Mumbai, Oct 29 (PTI) Nearly half of the solar power capacities under implementation, worth Rs 28,000 crore, face viability risk because of the continuous fall in the rupee, which has made imported solar modules costlier and increased the cost of setting up solar plants, Crisil said Monday.
According to the rating agency, these Rs 28,000 crore worth of solar power capacities include 5,500 MW of projects bid out in the past nine months at very low tariffs of Rs 2.75 per unit or less.
These projects are in the early phase of implementation and unlikely to have bought solar modules, orders for which are typically placed 9-12 months after bids are won, it said.
According to the agency, solar modules account for 55-60 per cent of the project cost of a solar plant, which is typically Rs 5 crore per MW.
"Today, over 90 per cent of them are imported. Our analysis shows that for every 10 per cent drop in the rupee, the cost of setting up a solar power plant increases by Rs 30 lakh per MW, assuming other factors remain unchanged," said Subodh Rai, senior director, Crisil Ratings.

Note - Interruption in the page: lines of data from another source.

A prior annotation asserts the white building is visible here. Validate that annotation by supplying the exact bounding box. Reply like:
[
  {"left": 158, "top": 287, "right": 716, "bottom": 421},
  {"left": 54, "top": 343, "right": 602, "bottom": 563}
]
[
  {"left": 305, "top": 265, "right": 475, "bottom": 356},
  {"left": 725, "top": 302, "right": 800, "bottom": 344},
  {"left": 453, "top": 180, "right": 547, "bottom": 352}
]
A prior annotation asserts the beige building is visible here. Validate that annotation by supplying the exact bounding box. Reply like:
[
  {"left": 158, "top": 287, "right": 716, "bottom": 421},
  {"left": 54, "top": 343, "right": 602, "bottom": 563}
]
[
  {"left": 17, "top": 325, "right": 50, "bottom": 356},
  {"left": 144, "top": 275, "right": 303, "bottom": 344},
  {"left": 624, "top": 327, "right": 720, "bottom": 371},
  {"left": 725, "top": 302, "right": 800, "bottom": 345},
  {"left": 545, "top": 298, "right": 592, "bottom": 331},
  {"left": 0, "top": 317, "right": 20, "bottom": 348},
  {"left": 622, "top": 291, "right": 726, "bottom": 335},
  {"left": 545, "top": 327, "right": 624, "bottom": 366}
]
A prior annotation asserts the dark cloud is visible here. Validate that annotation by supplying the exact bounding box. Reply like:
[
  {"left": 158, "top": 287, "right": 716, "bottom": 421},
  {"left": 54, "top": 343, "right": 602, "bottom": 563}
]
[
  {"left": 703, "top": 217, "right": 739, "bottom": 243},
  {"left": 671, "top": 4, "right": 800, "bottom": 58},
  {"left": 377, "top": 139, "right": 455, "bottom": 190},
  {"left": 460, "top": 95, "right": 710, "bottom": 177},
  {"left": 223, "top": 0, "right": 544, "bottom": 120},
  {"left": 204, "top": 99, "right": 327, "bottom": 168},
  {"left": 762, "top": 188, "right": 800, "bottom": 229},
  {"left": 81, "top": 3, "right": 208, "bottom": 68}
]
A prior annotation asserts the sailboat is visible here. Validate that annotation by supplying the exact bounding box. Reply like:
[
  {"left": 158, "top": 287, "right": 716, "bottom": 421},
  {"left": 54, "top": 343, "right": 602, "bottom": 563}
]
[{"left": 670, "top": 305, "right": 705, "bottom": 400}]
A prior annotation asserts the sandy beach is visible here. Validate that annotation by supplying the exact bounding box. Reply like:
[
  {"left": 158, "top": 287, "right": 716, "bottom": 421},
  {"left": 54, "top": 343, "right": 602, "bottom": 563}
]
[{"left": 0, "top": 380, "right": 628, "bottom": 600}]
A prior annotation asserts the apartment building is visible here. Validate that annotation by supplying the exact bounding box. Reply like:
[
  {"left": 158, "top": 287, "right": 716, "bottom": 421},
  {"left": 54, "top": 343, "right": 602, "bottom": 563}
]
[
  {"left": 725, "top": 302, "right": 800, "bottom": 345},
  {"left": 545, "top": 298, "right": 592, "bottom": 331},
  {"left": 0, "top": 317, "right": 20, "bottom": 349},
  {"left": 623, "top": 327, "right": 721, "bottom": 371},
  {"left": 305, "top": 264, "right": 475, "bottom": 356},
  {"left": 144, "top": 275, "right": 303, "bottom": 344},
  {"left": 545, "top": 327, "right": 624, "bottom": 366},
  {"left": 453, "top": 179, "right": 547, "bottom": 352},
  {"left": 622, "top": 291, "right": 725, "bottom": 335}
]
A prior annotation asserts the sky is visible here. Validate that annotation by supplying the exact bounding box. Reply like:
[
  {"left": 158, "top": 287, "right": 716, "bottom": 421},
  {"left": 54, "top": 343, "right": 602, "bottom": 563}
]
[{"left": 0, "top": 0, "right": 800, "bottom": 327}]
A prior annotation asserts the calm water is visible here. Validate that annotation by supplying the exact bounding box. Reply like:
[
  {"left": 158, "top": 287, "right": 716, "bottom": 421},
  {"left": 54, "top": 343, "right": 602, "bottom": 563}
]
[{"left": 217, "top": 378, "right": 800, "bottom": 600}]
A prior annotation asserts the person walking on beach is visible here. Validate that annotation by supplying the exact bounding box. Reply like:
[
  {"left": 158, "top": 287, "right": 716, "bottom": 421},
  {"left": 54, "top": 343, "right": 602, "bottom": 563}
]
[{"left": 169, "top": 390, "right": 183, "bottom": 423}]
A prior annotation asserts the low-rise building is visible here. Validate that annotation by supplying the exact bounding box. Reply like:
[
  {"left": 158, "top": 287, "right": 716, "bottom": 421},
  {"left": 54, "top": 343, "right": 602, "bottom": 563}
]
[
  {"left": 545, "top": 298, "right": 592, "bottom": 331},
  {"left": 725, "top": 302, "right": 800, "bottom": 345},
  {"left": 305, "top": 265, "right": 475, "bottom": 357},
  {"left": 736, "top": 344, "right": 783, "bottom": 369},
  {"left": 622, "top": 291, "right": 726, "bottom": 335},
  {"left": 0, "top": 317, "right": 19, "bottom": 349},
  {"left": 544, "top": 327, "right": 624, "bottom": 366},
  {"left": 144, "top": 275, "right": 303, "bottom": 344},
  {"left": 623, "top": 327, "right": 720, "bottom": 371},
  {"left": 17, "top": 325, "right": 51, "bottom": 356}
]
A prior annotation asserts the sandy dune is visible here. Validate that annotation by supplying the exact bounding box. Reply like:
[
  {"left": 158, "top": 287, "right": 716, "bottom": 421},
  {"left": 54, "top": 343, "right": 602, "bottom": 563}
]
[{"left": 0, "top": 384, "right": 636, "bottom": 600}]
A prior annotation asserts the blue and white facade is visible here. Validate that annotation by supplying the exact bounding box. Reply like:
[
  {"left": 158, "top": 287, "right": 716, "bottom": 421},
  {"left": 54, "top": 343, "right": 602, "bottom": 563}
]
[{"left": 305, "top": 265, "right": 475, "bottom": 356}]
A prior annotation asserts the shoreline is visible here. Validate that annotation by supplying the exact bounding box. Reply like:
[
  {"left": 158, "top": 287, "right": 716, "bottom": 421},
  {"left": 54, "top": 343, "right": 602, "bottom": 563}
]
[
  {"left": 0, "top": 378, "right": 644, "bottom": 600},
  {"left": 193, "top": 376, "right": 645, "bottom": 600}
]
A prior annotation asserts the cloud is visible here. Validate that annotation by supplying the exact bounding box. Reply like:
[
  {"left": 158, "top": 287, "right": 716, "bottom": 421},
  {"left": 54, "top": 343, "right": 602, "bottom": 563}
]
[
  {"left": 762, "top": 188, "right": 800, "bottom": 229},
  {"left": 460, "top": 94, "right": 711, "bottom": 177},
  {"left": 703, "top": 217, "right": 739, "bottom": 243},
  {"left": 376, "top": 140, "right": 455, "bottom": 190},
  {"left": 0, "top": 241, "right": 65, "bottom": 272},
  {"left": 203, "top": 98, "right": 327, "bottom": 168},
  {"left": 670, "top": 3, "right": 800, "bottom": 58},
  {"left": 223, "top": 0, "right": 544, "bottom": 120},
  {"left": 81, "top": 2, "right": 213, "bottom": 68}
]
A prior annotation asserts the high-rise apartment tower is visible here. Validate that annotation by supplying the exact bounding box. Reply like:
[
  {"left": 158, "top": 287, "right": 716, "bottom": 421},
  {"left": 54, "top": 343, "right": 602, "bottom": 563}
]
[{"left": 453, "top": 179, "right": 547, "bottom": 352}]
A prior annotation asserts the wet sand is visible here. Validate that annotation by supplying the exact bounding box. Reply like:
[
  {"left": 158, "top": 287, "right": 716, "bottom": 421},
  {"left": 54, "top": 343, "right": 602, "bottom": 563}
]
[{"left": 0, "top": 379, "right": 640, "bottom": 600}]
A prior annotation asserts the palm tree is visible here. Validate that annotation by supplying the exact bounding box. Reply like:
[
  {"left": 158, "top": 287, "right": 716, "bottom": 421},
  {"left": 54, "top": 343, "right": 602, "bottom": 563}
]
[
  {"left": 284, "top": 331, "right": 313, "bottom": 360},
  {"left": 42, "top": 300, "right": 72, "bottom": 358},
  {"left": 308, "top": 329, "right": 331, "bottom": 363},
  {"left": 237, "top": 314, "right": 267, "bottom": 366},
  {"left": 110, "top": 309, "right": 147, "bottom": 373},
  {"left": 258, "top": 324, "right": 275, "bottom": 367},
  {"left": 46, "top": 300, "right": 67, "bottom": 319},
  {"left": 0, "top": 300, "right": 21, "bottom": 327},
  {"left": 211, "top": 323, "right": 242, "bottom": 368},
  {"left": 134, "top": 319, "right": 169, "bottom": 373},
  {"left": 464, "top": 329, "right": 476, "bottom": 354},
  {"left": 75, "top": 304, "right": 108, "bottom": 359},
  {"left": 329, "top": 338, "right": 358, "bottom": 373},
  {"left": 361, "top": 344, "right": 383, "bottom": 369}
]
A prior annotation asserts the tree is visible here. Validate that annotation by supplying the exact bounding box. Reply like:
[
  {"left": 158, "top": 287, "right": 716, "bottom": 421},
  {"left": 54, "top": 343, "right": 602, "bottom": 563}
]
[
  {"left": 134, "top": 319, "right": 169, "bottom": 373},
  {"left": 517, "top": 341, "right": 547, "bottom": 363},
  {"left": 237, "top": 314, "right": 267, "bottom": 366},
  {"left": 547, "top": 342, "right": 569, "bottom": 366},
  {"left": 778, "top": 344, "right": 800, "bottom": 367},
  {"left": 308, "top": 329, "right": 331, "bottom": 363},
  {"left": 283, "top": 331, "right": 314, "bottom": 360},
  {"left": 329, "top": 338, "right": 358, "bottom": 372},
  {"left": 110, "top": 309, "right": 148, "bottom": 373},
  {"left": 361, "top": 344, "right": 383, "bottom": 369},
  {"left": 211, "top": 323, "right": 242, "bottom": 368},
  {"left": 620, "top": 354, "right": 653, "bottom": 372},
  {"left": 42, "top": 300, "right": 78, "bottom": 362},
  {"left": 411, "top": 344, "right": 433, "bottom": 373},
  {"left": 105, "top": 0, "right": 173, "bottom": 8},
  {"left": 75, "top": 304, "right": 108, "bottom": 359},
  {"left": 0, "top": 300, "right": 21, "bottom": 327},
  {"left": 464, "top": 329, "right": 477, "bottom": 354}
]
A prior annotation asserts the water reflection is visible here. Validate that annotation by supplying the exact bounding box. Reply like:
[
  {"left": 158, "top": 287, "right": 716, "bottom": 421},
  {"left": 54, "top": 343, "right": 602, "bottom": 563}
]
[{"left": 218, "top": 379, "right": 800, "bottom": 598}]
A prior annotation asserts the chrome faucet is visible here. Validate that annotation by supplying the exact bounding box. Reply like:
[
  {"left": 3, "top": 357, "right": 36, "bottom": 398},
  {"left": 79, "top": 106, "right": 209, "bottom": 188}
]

The rating agency further noted that developers typically do not hedge the exchange rate before placing orders for modules and therefore, what was anticipated for bidding at low tariffs and has also worked for the developers is the fall in module prices.
The module prices have fallen by 17 per cent for these projects from 0.30 dollar per watt at the time of their bidding to around USD 0.25 per unit at present, a benefit of nearly Rs 34 lakh per MW, it said.
"But the arithmetic did not countenance a sharp depreciation in the rupee to more than Rs 73 per dollar, which has wiped off the gains from lower module prices. That, in turn, will compress the debt servicing cushion available for these projects," the agency added.
For future projects, another risk according to Crisil is the levy of safeguard duty on imported solar modules of 15-25 per cent for two years, with effect from July 30.
Apart from this, the decision to implement the duty will depend on the verdict of the Odisha High Court, which is hearing a petition by developers, it said.
"If the rupee remains weak and safeguard duty is also levied, project costs would dart up by as much as 20 per cent. In such a situation, viable tariff for future projects will have to be higher by 30 paise per unit," said Manish Gupta, director, Crisil Ratings.
He noted that this would impact the government's target of setting up 100 GW solar capacity by FY22 because discoms would balk at buying renewable power at higher tariffs.
Moreover, Gupta said, lenders could also turn cautious to finance projects at a tariff of less than Rs 3 per unit due to their slim debt service parameters.
However, he said financially strong developers may be able to manage the risk to some extent by prudently funding projects with lower external debt component and bringing efficiencies in the operation and maintenance cost per MW because of scale and ability to negotiate with vendors.